Parece misión imposible organizar un festival que salga bien en Madrid
Dicen que lo que ha ocurrido en los últimos meses con el fracaso del Primavera Sound madrileño (que no volverá en 2024), el claustrofóbico colapso del Mad Cool, el aborto repentino del Reggaeton Beach Festival o la insólita cancelación del Dcode, son el reflejo de este pinchazo.
Puede que haya algo de todo esto, pero lo que realmente nos ha quedado claro después de tanto caos festivalero, es que parece misión imposible organizar un festival que salga bien en Madrid.
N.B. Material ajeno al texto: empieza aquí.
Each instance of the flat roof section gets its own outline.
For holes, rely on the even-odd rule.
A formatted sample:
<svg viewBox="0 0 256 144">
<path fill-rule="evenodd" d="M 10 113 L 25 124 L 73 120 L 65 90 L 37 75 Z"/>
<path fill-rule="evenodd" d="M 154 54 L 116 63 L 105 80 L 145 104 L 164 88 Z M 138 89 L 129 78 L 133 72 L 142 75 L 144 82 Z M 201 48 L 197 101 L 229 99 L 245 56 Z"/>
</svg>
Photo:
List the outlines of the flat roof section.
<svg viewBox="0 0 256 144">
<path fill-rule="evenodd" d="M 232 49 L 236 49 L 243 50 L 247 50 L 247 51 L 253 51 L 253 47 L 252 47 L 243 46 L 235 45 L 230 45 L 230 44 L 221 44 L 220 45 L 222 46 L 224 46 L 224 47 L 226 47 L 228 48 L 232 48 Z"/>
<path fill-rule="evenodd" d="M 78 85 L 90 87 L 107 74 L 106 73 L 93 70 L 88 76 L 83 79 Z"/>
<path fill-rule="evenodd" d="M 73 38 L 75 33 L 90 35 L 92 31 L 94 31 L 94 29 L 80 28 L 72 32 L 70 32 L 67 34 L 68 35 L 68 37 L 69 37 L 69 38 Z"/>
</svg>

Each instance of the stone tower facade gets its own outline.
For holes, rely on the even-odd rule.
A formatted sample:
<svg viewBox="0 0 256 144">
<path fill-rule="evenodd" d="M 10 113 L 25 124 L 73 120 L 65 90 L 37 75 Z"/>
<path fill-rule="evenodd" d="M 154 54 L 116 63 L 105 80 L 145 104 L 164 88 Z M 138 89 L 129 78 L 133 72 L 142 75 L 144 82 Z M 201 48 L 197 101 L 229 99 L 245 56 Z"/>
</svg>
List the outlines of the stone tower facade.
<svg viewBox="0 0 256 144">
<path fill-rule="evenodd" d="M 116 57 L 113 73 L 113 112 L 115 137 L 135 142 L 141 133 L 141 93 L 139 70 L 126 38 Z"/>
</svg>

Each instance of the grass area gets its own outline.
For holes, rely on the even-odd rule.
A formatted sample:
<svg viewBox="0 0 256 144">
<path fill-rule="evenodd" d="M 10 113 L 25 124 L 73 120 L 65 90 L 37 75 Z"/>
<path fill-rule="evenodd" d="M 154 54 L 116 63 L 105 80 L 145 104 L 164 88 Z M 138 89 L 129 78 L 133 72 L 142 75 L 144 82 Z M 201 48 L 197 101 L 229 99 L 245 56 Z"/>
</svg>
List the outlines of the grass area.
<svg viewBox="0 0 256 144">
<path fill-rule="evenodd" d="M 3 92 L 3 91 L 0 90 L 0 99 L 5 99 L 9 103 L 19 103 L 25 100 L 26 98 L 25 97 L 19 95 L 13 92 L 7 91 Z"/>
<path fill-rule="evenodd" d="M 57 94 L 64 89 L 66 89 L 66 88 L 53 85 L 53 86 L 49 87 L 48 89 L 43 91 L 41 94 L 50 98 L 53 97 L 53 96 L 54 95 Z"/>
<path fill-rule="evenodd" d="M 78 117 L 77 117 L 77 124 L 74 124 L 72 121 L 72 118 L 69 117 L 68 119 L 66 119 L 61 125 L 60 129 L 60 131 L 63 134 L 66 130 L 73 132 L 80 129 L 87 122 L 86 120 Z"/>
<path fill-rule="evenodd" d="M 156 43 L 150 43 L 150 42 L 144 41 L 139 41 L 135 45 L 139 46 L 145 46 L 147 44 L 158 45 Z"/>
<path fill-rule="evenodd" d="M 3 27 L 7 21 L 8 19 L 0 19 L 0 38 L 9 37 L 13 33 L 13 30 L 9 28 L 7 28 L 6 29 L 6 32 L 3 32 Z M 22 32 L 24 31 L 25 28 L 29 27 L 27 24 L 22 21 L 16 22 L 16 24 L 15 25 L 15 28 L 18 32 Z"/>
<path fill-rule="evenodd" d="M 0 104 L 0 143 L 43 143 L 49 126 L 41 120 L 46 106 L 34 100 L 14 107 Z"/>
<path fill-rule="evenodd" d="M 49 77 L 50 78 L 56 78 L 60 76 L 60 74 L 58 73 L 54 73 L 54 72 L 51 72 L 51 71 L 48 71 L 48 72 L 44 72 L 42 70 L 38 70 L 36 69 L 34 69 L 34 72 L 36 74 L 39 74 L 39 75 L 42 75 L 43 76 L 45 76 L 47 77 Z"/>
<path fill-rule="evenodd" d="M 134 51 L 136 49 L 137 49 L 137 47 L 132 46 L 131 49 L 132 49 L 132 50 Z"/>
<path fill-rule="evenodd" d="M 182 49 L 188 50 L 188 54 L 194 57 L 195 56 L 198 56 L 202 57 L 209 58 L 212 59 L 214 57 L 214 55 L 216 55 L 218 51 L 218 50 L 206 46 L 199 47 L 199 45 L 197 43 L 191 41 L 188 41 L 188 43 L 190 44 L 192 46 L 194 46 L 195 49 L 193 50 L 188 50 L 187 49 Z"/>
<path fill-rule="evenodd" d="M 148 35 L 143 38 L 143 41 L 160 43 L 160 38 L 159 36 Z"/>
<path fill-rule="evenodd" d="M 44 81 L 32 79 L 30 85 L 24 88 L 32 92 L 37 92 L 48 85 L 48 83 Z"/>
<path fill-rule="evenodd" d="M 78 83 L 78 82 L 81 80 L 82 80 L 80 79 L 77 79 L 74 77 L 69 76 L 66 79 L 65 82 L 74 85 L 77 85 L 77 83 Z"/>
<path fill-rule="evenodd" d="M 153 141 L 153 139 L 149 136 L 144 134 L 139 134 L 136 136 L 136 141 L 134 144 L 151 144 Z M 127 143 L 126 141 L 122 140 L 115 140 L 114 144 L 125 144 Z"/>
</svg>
En el caso del Mad Cool, ni cambiando de ubicación es capaz de encontrar su sitio en la capital y eso, por muy bueno que sea el cartel, es un hándicap que lo hace estar por debajo de otras marcas reputadas como BBK Live (Bilbao) o Primavera Sound.
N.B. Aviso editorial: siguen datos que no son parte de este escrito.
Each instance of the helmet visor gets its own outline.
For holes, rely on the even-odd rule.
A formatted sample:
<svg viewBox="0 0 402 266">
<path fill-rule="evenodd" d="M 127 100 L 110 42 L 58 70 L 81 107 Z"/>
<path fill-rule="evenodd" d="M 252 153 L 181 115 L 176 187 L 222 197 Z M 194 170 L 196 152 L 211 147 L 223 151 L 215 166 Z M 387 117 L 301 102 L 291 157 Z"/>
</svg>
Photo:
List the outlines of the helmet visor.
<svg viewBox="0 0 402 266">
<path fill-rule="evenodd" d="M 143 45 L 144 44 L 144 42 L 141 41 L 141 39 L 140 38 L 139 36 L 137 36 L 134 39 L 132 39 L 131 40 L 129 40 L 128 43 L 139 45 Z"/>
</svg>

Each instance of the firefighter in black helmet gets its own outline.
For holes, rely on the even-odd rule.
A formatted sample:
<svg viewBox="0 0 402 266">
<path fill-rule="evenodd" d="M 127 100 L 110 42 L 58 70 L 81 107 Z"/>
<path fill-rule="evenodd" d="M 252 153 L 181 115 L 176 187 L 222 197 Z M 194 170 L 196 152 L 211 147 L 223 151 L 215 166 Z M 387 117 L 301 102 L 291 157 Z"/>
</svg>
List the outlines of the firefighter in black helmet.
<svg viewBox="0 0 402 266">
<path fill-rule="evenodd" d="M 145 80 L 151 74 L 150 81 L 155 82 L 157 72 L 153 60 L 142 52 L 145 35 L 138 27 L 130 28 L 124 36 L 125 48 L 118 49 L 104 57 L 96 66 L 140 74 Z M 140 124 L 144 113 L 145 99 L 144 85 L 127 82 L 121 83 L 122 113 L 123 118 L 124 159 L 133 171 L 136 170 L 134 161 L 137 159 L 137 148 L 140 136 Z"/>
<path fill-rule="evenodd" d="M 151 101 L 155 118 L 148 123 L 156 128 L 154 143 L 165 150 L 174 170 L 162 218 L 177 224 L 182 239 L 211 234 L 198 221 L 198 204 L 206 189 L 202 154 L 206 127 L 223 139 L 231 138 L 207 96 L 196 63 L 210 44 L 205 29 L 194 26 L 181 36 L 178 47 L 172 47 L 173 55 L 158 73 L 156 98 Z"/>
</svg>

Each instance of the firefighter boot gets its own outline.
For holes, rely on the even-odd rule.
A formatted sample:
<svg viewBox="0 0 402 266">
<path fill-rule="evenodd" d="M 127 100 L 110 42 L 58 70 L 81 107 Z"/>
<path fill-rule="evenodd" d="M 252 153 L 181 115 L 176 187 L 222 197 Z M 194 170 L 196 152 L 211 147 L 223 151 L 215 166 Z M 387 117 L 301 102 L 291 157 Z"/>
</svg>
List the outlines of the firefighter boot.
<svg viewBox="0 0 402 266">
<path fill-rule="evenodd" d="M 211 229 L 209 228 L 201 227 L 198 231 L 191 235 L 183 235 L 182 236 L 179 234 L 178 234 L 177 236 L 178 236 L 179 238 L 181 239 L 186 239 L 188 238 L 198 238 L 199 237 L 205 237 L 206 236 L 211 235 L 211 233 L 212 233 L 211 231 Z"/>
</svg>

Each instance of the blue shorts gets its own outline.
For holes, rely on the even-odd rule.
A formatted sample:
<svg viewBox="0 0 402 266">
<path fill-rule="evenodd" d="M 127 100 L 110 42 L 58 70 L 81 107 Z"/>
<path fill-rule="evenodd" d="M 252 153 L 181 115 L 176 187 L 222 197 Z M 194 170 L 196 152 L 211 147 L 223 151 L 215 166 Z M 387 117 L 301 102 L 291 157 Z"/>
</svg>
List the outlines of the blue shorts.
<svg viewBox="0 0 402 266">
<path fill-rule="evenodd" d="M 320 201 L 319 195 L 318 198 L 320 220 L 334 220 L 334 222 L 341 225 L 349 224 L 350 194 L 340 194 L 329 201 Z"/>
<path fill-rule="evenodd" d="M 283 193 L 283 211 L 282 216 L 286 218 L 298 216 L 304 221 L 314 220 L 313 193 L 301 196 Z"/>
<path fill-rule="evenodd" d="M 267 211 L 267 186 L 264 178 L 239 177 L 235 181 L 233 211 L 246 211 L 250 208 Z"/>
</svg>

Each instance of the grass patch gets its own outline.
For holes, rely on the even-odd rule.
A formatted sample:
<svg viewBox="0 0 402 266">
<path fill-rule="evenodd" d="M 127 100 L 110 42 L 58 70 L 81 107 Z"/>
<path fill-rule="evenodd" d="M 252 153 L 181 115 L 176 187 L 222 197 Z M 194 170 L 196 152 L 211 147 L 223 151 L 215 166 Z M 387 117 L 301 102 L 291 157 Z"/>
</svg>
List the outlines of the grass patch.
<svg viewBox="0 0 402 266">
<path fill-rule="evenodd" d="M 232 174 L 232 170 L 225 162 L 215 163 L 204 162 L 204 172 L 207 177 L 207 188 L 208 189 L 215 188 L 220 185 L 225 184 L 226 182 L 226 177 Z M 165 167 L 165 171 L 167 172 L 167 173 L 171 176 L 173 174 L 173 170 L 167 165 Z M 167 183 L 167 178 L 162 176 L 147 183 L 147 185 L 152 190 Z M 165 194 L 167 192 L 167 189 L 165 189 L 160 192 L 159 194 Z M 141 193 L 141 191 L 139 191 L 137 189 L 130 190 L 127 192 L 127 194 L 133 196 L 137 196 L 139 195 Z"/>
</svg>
Hablamos del PS de Barcelona, por supuesto, porque lo que trataron de exportar a Madrid ha estado maldito desde el principio. Lo primero fueron unos desorbitados precios que acabaron siendo una de las principales razones para no repetir el sold out de la edición anterior y al final lo llenaron a base invitaciones gratuitas. Después, las tormentas eléctricas chafaron su debut, y la odisea para entrar y salir de un recinto ubicado en medio de la nada y a 42 km de la capital, acabaron enturbiando las actuaciones de un cartel muy descompensado desde el principio.
Luego está lo del Reggaeton Beach Festival, que se ha vivido como una especie de déjà vu de lo que ocurrió el año pasado con el Madrid Puro Reggaeton Festival (cancelando un día antes de su apertura). Más surrealista fue lo del Fan Fan Fest de Ifema, cancelado por "incumplimiento grave" de las condiciones de seguridad tras vender miles de entradas con un descuento del 90% (a 6 euros) gracias a la filtración de un código, que supuestamente era para partners. Nunca más se supo.
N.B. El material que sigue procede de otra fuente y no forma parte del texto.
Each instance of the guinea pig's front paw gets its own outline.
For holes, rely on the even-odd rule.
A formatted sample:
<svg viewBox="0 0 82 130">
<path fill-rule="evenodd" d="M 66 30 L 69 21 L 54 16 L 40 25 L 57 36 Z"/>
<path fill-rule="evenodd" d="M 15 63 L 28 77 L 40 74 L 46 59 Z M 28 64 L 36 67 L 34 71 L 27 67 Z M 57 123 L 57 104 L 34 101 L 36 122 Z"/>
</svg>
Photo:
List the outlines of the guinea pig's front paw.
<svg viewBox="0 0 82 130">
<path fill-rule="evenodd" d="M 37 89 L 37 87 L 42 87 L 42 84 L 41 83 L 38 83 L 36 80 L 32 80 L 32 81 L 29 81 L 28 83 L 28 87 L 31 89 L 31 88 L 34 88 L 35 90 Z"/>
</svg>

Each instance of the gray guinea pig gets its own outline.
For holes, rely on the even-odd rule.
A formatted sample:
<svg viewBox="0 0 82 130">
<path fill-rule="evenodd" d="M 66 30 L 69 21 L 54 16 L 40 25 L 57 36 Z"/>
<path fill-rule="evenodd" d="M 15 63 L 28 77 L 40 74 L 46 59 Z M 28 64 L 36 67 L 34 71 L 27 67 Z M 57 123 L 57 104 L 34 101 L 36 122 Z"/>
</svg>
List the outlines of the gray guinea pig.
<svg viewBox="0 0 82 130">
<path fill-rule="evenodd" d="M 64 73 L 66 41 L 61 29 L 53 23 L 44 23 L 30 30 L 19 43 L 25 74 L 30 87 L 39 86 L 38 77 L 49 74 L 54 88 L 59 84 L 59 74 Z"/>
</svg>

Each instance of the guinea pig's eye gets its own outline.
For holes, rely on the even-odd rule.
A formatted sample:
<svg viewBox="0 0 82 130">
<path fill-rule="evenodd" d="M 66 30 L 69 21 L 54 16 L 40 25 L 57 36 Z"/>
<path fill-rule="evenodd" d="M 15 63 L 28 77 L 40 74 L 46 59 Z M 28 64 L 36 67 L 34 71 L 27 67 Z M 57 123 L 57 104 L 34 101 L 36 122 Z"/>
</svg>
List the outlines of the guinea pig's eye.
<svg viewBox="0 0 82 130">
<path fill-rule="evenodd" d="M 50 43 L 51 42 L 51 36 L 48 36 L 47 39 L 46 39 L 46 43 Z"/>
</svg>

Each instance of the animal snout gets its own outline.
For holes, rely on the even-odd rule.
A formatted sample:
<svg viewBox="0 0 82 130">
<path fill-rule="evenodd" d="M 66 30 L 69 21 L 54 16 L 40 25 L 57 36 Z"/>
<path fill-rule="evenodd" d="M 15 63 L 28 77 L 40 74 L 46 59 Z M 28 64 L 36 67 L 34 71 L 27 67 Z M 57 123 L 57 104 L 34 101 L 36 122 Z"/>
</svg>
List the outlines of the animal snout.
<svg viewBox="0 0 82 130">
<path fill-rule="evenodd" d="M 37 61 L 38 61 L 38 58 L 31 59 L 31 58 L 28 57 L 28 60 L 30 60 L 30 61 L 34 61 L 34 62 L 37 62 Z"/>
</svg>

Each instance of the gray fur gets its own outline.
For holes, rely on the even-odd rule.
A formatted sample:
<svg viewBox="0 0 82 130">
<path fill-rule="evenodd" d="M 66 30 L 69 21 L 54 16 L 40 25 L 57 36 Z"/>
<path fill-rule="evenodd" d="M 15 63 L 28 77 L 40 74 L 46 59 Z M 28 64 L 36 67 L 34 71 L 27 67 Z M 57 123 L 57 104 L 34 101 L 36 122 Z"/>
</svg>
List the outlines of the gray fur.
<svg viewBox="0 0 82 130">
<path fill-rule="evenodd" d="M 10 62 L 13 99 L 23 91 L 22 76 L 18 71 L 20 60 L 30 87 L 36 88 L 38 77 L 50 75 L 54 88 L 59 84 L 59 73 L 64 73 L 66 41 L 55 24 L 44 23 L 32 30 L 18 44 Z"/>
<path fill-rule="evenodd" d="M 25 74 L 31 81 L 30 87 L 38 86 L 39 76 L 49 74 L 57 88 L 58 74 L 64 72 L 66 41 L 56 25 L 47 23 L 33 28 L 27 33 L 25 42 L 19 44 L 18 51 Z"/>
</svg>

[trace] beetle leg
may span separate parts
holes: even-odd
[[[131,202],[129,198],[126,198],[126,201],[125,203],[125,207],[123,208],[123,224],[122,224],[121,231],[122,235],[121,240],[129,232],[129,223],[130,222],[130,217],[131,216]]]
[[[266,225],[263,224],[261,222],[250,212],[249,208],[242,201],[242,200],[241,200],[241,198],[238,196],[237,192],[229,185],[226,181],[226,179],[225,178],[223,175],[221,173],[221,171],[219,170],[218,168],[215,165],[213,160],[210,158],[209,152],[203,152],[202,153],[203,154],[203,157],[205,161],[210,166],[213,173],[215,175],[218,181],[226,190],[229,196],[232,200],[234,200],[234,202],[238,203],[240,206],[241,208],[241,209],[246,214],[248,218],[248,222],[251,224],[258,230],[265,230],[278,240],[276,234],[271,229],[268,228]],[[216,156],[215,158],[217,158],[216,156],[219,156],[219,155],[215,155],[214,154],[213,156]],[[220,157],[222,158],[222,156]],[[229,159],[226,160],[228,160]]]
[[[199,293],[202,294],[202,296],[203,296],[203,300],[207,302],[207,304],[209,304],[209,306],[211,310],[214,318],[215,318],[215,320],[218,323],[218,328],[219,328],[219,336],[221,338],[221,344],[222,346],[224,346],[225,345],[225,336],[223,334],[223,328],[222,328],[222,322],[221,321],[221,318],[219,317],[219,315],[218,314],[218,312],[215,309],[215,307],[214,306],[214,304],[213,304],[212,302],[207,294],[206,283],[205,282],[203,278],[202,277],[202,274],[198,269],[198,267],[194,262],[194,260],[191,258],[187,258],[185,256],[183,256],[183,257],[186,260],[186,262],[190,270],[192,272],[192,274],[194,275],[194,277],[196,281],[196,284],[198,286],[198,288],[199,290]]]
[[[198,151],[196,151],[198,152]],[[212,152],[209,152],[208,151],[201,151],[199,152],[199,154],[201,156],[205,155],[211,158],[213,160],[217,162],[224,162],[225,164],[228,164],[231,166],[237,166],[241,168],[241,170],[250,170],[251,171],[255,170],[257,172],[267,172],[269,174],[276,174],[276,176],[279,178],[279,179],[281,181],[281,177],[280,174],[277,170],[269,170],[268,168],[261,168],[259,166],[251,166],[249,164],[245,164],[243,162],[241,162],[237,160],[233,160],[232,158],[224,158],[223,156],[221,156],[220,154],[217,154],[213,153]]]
A Ifema quisieron llevarse también uno de los festivales que mejor ha funcionado en Madrid desde que empezó, el Tomavistas. Mejoraron su cartel y ampliaron el espacio, pero perdieron su esencia. Este año han reculado y han acabado sacando pecho por volver a su habitual Tierno Galván. También se han hecho fuertes los de Noches del Botánico, aunque es verdad que se trata de un formato mucho más agradecido, sin grandes complicaciones.
Lo que ha pasado con el Dcode, cancelado a apenas dos meses de su celebración tras caerse su cabeza de cartel, Lewis Capaldi, sí que ha sido algo más extraño, que no obedece tanto a las particularidades de Madrid, como a la posibilidad de que la burbuja se esté deshinchando. Pero, para empezar a creernos en un colapso del sistema festivalero, aún necesitamos ver más señales de agotamiento. Lo que sí ha quedado bastante claro tras esta avalancha de cancelaciones y problemáticos desenlaces es que Madrid no es ciudad para festivales y que la esperanza contracultural con la que nacieron hace tiempo que murió.